La recrudescence du minage illégal reflète les baisses soudaines de l’économie du pays. Le début des années 1990 a notamment été marqué par une augmentation considérable et subite des activités illégales de lavage de minerais, après le lancement du Programme gouvernemental d’ajustement structurel de l’économie, qui avait provoqué une hausse du taux de chômage.

Par la suite, en 2000, le gouvernement du président Robert Mugabe a adopté son programme de réforme agraire accélérée, dans le cadre duquel les propriétés agricoles des blancs ont été redistribuées aux Zimbabwéens noirs sans terres, un programme qui annonçait le début de la récession dans le pays. A cela se sont ajoutées la sécheresse, l’incapacité du gouvernement à pourvoir les nouveaux agriculteurs en ressources agricoles, et les graves pénuries de nourriture, de combustibles et de devises.

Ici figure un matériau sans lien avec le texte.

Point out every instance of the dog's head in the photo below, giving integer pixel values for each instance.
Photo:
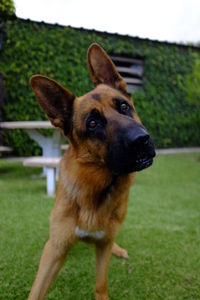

Des milliers de personnes se sont alors résolues à se livrer au minage illégal comme principale source de revenu ; en plus de risquer l’arrestation, elles [mettent souvent leur vie en péril en prospectant] dans des puits de mines désaffectés, une activité responsable d’un certain nombre de décès.

Selon un rapport publié en 2001 par l’école de médecine de l’université du Zimbabwe, et intitulé La Dépression dans les pays en voie de développement : les enseignements à tirer de l’expérience zimbabwéenne, la dépression, une affection mentale, est courante dans un environnement caractérisé par une « pauvreté absolue » et un système de santé publique insuffisant.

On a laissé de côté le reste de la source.